Naturalist and bear biologist Brad Josephs is no stranger to amazing ursine encounters. But even he was impressed by the arboreal acrobatics of the sun bears he filmed in Malaysian Borneo.

A long-time nature photographer and expedition leader for Natural Habitat Adventures, a travel outfitter and partner to the World Wildlife Fund, Josephs has seen (and captured) his share of wildlife behaviours, but the sun bears stood out. They loafed and played just like other animals do, with one key difference: they were several metres up in the air as they engaged in their friendly wrestling matches.

Image: Brad Josephs

"They are such amazing climbers and are so powerful for their size, I was simply awestruck while observing them," says Josephs, who captured the footage while volunteering at the Bornean Sun Bear Conservation Centre (BSBCC). "I honestly think they are the toughest mammals for their size on earth."

Sun bears are built for climbing. Image: Brad Josephs

The smallest bear species, the sun bear (Helarctos malayanus) is built for climbing, and those impressive, sickle-shaped claws help, too. The animals also have almost comically long tongues – up to 25 centimetres (almost ten inches) long! – which they use to extract honey and insects from the insides of trees. The namesake sun-like markings on their chests are all unique, too, ensuring that no two sun bears are exactly alike.

Long tongues come in handy for honey and insect retrieval. Image: Brad Josephs

Ranging from Bangladesh to Borneo, this is also one of the most threatened bear species in the world, classified as "Vulnerable" by the IUCN. Hunting the bears is illegal throughout their range, but poaching and capture for the black-market pet trade persist. Habitat destruction only compounds the problem.

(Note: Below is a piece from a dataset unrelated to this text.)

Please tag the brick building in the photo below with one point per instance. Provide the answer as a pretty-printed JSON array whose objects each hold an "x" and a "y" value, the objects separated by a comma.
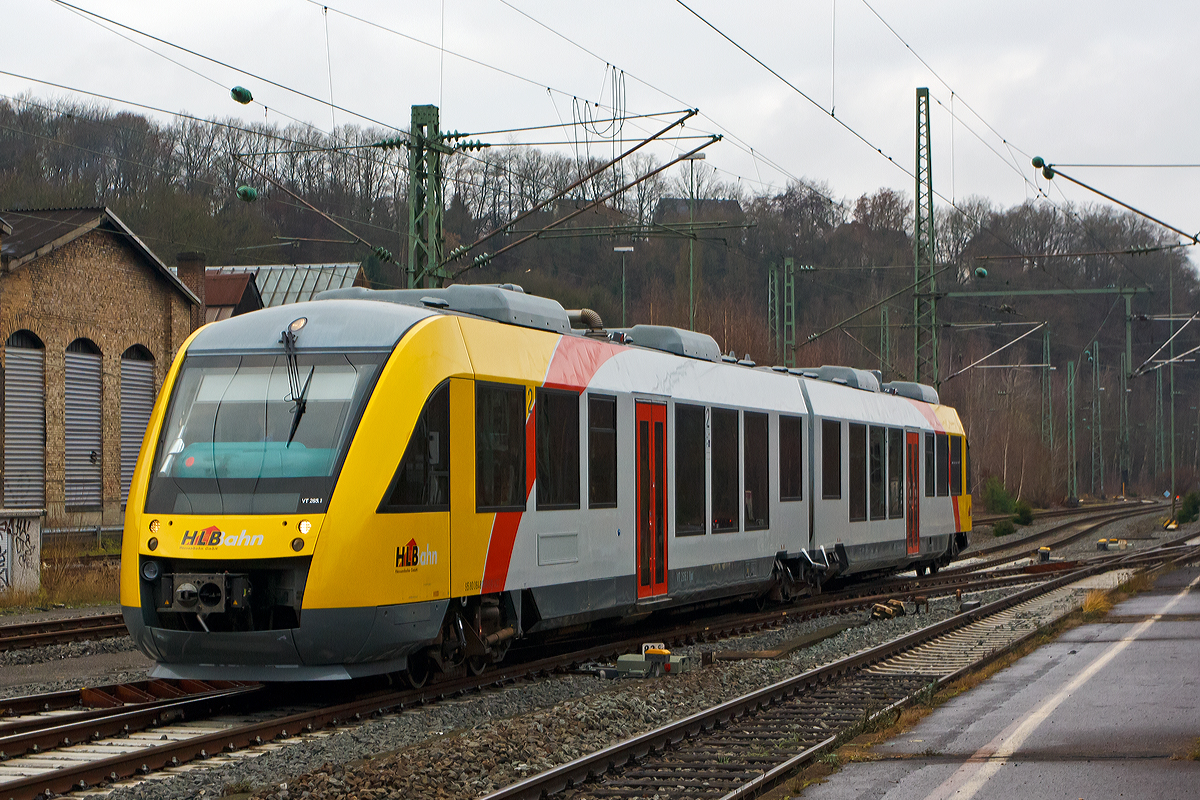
[{"x": 90, "y": 319}]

"Climate change, which is upsetting the cycle of El Niño and La Niña, is affecting the natural patterns of fruiting fig trees, which sun bears rely on," adds Josephs. And unlike more iconic animals such as elephants, tigers, pandas and orangutans, he explains, the species doesn't get much time in the global media spotlight, so conservation funding is scarce. "It is such a grave situation."

Fortunately, some work is being done to both protect the bears and rehabilitate them when they clash with their encroaching human neighbours. The BSBCC, for example, recently managed to successfully re-release a captive sun bear back into the wild – only the second time this has ever been accomplished – and there are efforts underway to bring global awareness of the bears' plight, such as the Save the Sun Bear Campaign.

For Josephs, any effort to protect these small, remarkably acrobatic bears with ridiculously long tongues is welcome. "They are also incredibly intelligent, and hilariously cute at times," he says. "It didn't take very long for me to fall in love with them."